Linux targeted by illicit cryptocurrency miners

Illicit cryptocurrency mining, also known as cryptojacking, continues to gain momentum, with 98.8% of common Linux/Downloader malware variants in the first quarter of 2018 designed to deliver a Linux-based cryptocurrency miner.

This is a key finding of the latest Internet security report from WatchGuard Technologies, further underlining that crypto-mining malware is becoming a top tactic among cyber criminals.

Although cryptocurrency miners did not make Watchguard’s top 10 list, the report said there are many indicators that malware designed to steal processing power to mine cryptocurrency is on the rise.

The report details delivery mechanisms for crypto-miner attacks and explores other prevalent security threats targeting small to medium-sized businesses (SMBs) and distributed enterprises.

The findings are based on anonymised threat intelligence from nearly 40,000 active WatchGuard unified threat management (UTM) appliances worldwide, which blocked more than 23 million malware variants – an average of 628 per device – and more than 10 million network attacks (278 per device) in the first quarter of 2018.

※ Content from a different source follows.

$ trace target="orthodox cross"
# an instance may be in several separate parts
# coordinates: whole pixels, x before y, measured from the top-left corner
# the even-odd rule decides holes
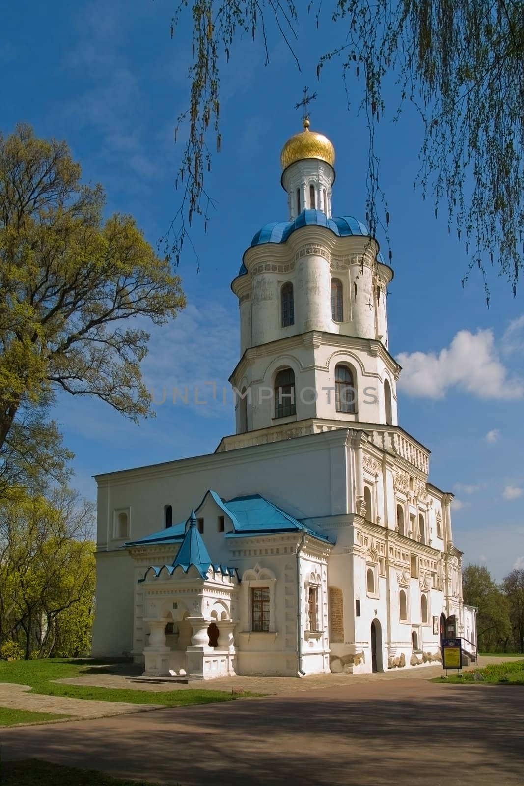
[[[309,109],[308,105],[310,104],[310,101],[314,101],[315,98],[317,97],[316,93],[313,93],[312,95],[309,96],[307,94],[308,90],[309,90],[308,87],[304,88],[304,90],[302,90],[302,93],[304,94],[304,97],[302,98],[302,101],[299,101],[298,104],[295,105],[295,109],[299,109],[301,106],[303,106],[304,108],[304,114],[302,116],[302,120],[304,121],[305,127],[306,123],[308,126],[310,124],[310,112],[308,112]]]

“Our Threat Lab team has uncovered multiple indicators that suggest malicious crypto-miners are becoming a mainstay in cyber criminals’ arsenals and will continue to grow more dominant,” said Corey Nachreiner, chief technology officer at WatchGuard Technologies.

“While ransomware and other advanced threats are still a major concern, these new crypto-miner attacks illustrate that bad actors are constantly adjusting their tactics to find new ways to take advantage of their victims.”

According to Nachreiner, nearly half of all malware observed (46%) was able to slip past basic signature-based antivirus systems, which suggests criminals are continuing to use obfuscation to beat traditional antivirus technologies.

“One way that every organisation can become more secure against these sophisticated, evasive threats is to deploy defences enabled with advanced malware prevention,” he said.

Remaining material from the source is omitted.